Many men write in asking about this one.  You want to date/fuck a woman who is in a relationship already-and she’s giving you the signs that she is interested…but in your mind she’s off limits right?  Wrong.

It doesn’t matter if the one you want is in a relationship!  If they are throwing it down, feel free to pick it up.  I’ll give you an example of why this is a good idea.  A few months ago I went to New York and was planning on visiting an old fling while I was there.  I knew she was in a relationship-but I still wanted to see her.  We go out and immediately the chemistry picks up where it left off.  I made the decision to treat her as though she were single and she ate right out of my hand.  Why?  Because man, if a girl is into you, giving you the signs that she could be yours (if only for the night) then give her what she wants.  Usually she’s in an unhappy relationship and her boyfriend/husband doesn’t make her feel attractive, so she goes out and flirts around to get that attention.  Guess what?  Someone is going to give it to her, it may as well be YOU.

Moral of the story: Treat every woman as though she were single until told otherwise.

There are about a million articles out there on how to write the PERFECT online dating profile, so I’m going to keep it exptremely simple and extremely helpful.

1. Know your Audience

If you’re on Match.com expect women who have actually shelled out $30 to find a boyfriend.  They want someone who appears fun, funny and attractive just like everyone else.  Plenty of Fish or really any free dating site the women will be not as invested and may be more likely to hook up and go with it as opposed to E-harmony or Match.com.  This is just a point of reference for you; I believe that no matter what dating site you’re on, the same profile rules apply.

2. Create Your Profile When You Only have 20 Minutes to Devote to it.

This will allow you to breeze through the BS and only fill out the need-to-know information.  You don’t have to waste all day filling out a bunch of information about your favorite color when in reality, no one reads that far anyways.  Keep it short and sweet.  Post photos and basic information, including a description of yourself that reads something like this:

I’m from Louisiana but have been living throughout California since 1996. I’m a blue-collar guys stuck in a white-collar job, but I have a pick-up truck and big dog to keep me grounded.
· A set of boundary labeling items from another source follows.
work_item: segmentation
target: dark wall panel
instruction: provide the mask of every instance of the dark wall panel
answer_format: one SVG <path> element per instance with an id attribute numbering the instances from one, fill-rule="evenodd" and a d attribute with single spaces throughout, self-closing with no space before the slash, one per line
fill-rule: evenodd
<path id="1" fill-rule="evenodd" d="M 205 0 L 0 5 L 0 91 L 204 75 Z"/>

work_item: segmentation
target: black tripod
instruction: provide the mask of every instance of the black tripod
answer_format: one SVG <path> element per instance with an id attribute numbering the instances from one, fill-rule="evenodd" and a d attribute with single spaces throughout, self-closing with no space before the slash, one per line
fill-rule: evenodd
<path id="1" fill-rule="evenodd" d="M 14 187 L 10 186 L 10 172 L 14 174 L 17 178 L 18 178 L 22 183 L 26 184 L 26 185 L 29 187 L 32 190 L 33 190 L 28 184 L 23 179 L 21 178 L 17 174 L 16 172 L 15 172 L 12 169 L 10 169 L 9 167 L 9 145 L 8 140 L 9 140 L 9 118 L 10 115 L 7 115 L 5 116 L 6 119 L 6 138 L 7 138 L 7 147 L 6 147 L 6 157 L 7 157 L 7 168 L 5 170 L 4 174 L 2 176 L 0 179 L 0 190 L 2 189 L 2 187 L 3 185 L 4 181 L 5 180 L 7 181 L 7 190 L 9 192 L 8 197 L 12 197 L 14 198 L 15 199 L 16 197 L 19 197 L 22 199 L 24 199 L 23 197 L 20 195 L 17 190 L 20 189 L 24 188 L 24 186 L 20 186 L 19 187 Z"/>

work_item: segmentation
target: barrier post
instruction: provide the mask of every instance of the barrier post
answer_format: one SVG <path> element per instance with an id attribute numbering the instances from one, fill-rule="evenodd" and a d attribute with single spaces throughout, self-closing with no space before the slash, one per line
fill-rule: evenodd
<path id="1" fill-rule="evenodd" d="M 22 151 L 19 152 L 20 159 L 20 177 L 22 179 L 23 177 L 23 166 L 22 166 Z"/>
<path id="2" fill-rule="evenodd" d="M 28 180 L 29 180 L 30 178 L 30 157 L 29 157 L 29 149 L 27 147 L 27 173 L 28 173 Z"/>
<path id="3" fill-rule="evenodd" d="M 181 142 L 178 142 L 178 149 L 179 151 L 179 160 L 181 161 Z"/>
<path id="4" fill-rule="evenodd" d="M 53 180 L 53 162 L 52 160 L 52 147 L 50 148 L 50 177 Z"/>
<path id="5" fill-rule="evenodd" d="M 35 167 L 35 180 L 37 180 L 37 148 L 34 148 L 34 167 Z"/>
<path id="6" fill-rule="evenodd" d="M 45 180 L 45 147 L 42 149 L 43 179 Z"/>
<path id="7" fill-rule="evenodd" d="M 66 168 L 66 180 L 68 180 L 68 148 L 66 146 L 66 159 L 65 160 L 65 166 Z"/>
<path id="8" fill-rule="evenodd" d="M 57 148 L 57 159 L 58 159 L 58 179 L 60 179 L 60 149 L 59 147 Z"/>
I value experiences over tangible things. On my best days I find life hilarious and full of wonder. On my worst days I self-medicate with Comedy Central. I love the outdoors, and travel whenever I find the time.  Most of my friends say I’m the funniest guy they know-but I’ll let you decide.  Women I am drawn to: honest, smart, sense of humor, self-aware, prone to random fits of silliness, employed, independent minded, and yes, hot doesn’t hurt :)

2. Photos

Smiling?  Check.  Outdoorsy/Adventure photo?  Check.  Fun photo where you’re looking away? Check.

3. Extra Points:

In the “what you do for fun” or “favorite activities” section, make a list of bullet-points that share your favorite things from the bands you like to the quirky eating habits you have.  Women see this as you opening up and it works.